Blasius within Unocal

Liquid Audio clarifies that Blasius and Unocal, rather than being mutually exclusive, complement each other. Once the lower court had determined that Liquid Audio’s conduct was neither coercive nor preclusive, it proceeded directly to assess whether the conduct fell within a range of reasonableness. It was at this point, however, that the Delaware Supreme Court interjected the Blasius analysis. In particular, when a board takes a defensive measure, and the primary purpose of such measure is to impede the effective exercise of the shareholder vote, the board must demonstrate a compelling justification. Once this test is met, the courts will then review the proportionality and reasonableness of the measure under Unocal. Blasius, in short, must be applied within, or in addition to, Unocal if the primary purpose of a board’s conduct is to impair the stockholder franchise.

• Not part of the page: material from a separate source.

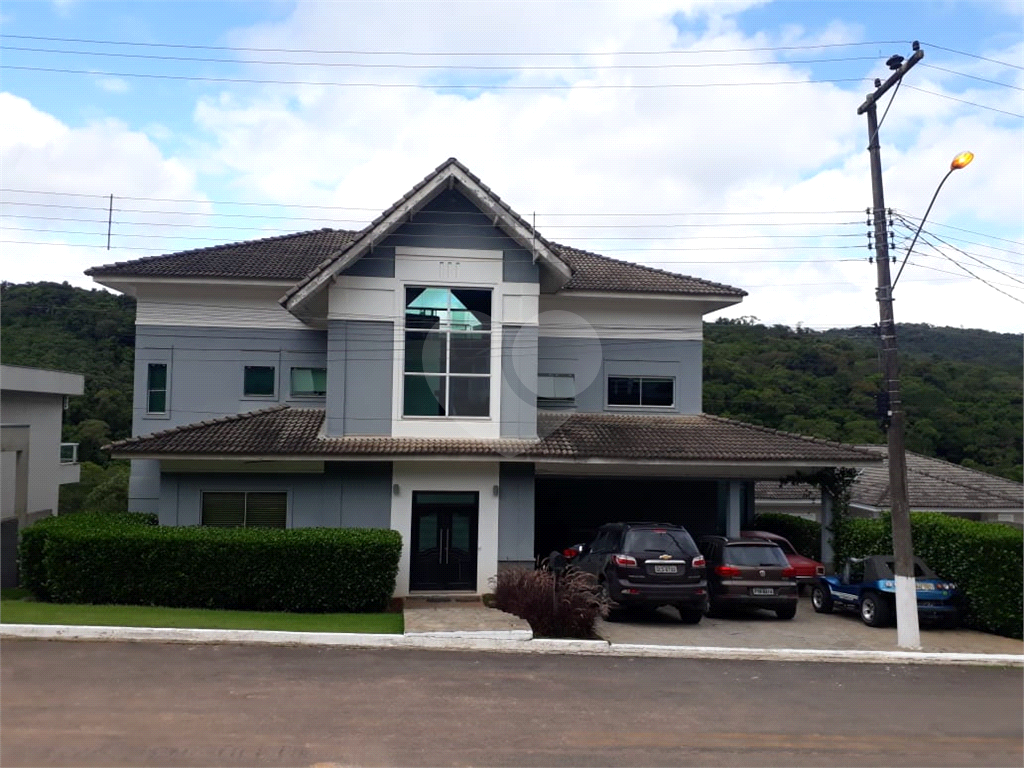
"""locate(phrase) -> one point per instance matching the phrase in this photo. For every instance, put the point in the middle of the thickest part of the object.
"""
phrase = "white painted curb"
(493, 641)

The court found that the primary purpose of Liquid Audio’s bylaws amendment to provide for a board of seven and the subsequent appointment of two additional members, on the eve of a contested election, was to interfere with and impede the effective exercise of the stockholder franchise. These actions had the effect of diminishing the influence of MM’s two nominees on a five-member board by eliminating the possibility of a deadlock or of MM controlling the board if one or two incumbent directors resigned. Since Liquid Audio did not provide any compelling justification, the court held that its defensive measures should have been invalidated. The court noted that defensive actions requiring compelling justification review need not actually prevent the contesting shareholders from gaining seats on a board and the election itself need not involve a contest for outright control. Rather, the critical factor is whether the primary purpose of the target company’s action was to impede the effectiveness of the stockholder vote.

Implications

Liquid Audio, in a technical sense, did not extend the circumstances in which the stringent compelling justification standard of review would apply and so does not make new law. Nonetheless, by emphasizing the importance of the purpose of a defensive measure (a fact-based determination often resolved in litigation) and clarifying how the "compelling justification" standard can supplement review under Unocal, Liquid Audio may give new fodder to hostile bidders when a defensive action touches upon the stockholder vote.